Friday, April 20, 2012

Cannabis Day, 2012

Time for the yearly Cannabis Freedom review.  Freedom Now!

April 20th has become that day of the year when people to whom marijuana has brought health and joy in life gather and honor the gift.

In this year's news, full legalization of cannabis will be on November's ballot in Washington state and also in Colorado, where the state Democratic Party has just endorsed the full legalization amendment.

More states may join them. A drive to get signatures to put a proposition on the ballot in Michigan begins Wednesday. A drive is on in Missouri.  Proponents are collecting signatures for three initiatives in Oregon.  And collecting signatures for three more in California.     

Internationally, a group of South American leaders have called for an end to the drug war. President Obama is willing to discuss the issue, but in a strange leap of logic he doesn't think that taking drug distribution out of the hands of criminals will end the drug war - instead

"... he believes that legalization could lead to greater problems in countries hardest hit by drug-fueled violence."

If cannabis is to be delivered to Americans through drugstores or state liquor stores, what requires that it should it even be imported?  What would American consumption have to do with South American production?  What part of "legalize / regulate / tax" does the president not understand?

The combination of legalization, regulation and taxation "just like alcohol" is a formula that most folks can and do understand. When people have enough money to buy pricy cannabis, they have enough money to pay a good tax on it. Even the conservative Washington Times newspaper notes that recreational drug legalization would do more to fix the deficit than would appropriately taxing our poor millionaires. Of course, appropriately taxing our millionaires and also taxing the usage of recreational drugs would double the tax benefit. There's no reason not to do both.

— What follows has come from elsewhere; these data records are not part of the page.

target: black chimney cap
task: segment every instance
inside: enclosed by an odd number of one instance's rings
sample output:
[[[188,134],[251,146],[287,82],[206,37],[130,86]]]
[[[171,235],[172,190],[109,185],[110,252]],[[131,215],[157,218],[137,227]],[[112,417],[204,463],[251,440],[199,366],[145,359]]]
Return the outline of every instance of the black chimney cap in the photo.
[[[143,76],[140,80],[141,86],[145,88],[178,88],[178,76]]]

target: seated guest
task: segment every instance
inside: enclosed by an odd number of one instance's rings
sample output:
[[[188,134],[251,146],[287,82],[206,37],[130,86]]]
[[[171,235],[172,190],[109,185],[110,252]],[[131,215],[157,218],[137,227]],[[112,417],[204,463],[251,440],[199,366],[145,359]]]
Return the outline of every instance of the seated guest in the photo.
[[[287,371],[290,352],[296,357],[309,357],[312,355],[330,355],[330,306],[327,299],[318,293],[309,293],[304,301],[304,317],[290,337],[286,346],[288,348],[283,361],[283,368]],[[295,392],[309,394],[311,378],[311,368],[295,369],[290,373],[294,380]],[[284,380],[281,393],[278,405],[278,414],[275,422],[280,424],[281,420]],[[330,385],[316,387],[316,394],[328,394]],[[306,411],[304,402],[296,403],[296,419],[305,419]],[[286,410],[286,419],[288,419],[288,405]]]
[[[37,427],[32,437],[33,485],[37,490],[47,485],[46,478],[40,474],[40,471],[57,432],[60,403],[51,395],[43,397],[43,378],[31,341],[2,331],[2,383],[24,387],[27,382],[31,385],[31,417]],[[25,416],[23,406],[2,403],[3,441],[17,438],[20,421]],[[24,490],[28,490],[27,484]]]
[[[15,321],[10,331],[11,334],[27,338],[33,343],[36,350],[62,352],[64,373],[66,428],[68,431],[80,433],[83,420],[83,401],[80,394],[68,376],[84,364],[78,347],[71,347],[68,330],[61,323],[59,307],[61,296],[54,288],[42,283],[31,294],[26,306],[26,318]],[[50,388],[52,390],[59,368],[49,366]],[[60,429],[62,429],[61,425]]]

Eminent evangelist Pat Robertson came out this year for full legalization, regulation and taxation. The logic of taxable legalization did not escape him.  Even Fox News seems to see the positive side.

Now the National Cancer Institute says cannabis has curative effects.  Cannabis cures cancer. It's not a silver bullet but is a slower cure - the cure seems to result from the cancer cells relearning how to die. But it cures cancer.

Cannabis was at first seen as palliative. It reduced pain and inflammation and enabled cancer victims to keep their food down longer. Then it was seen to be preventative. Tobacco smokers who also smoked cannabis were much less likely to get lung cancer. Now it is discovered to be a curative. It helps cancer cells find their way to a righteous death.

It is a rare non-toxic curative. No one has ever died from it. There is no toxic level of dosage. Unlike alcohol.

If science were to discover next that cannabis prevents wrinkles, it would become legal overnight. Or if the President checks his facts and gets his story straight.